Dictionaries The primary purpose of science and technology dictionaries is to provide definitions of scientific and technical terms. They may cover all fields of science and technology, or they may be more narrowly focused.
Encyclopedias Encyclopedias often provide a good starting point for research. They are usually arranged alphabetically by topic, but some are arranged by a classified system.

Always consult the index for access to different aspects of a topic that may be treated in different articles.

Most encyclopedia articles also include a brief bibliography of sources for additional reading.
Handbooks Handbooks are single- or multi-volume collections of data and descriptive text that are designed to provide a quick reference source of useful data for experts in a particular field. Information may be presented in charts, tables, graphs, glossaries, and detailed discussions. They may also include bibliographic references to the primary literature and detailed indexes.
Reviews of the Literature Reviews of the literature survey the important primary literature sources and other works on a particular topic, usually over a given time span. They provide the bibliographic information needed to find the original works, and summarize the most important points about advances in that period.
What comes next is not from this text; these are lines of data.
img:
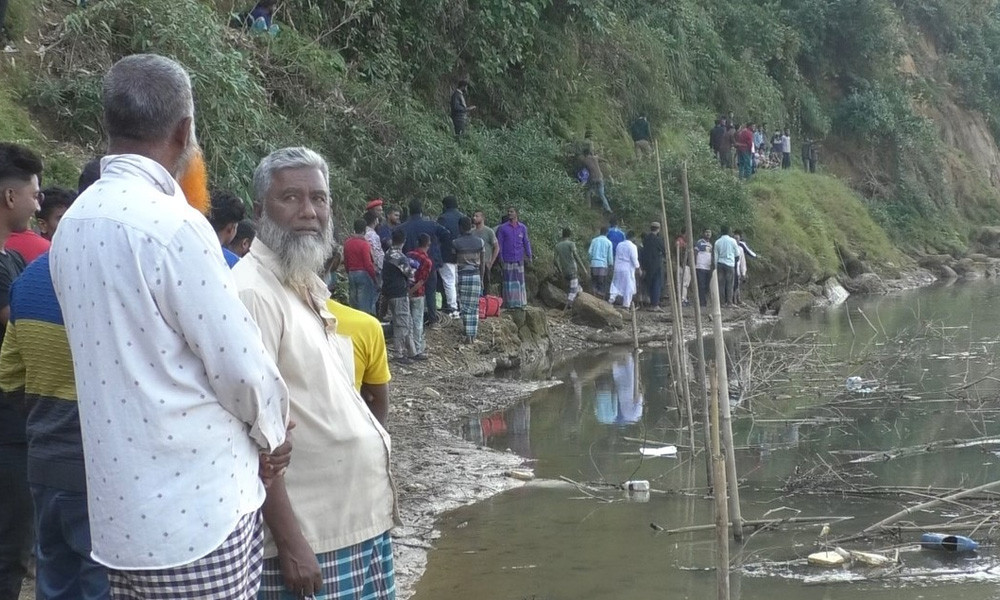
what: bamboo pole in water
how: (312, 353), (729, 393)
(709, 268), (743, 540)
(681, 162), (712, 488)
(709, 364), (729, 600)
(655, 142), (694, 448)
Reviews are important for researchers because they save them the time it would take to search a large body of literature for the most significant items. They also provide students with an excellent starting point for their research.

Reviews may appear in book form in such series as Annual Reviews of..., Progress in..., or Advances in... . Some journals are devoted entirely to reviews of the literature, while others may include a review article in an issue along with research articles.
Thesauri

A thesaurus is a list of controlled vocabulary terms that indicates the relationships of terms to each other within a database. Most list broader, narrower, and related terms. Definitions and scope notes may be included. Thesauri exist in both print and electronic formats.

Using a thesaurus assists a searcher in selecting the most effective terms for retrieving the desired information in a print or electronic index.

Treatises A treatise is a complete, authoritative summary covering an entire subject or field. It contains a detailed bibliography of primary sources from which the information was gathered.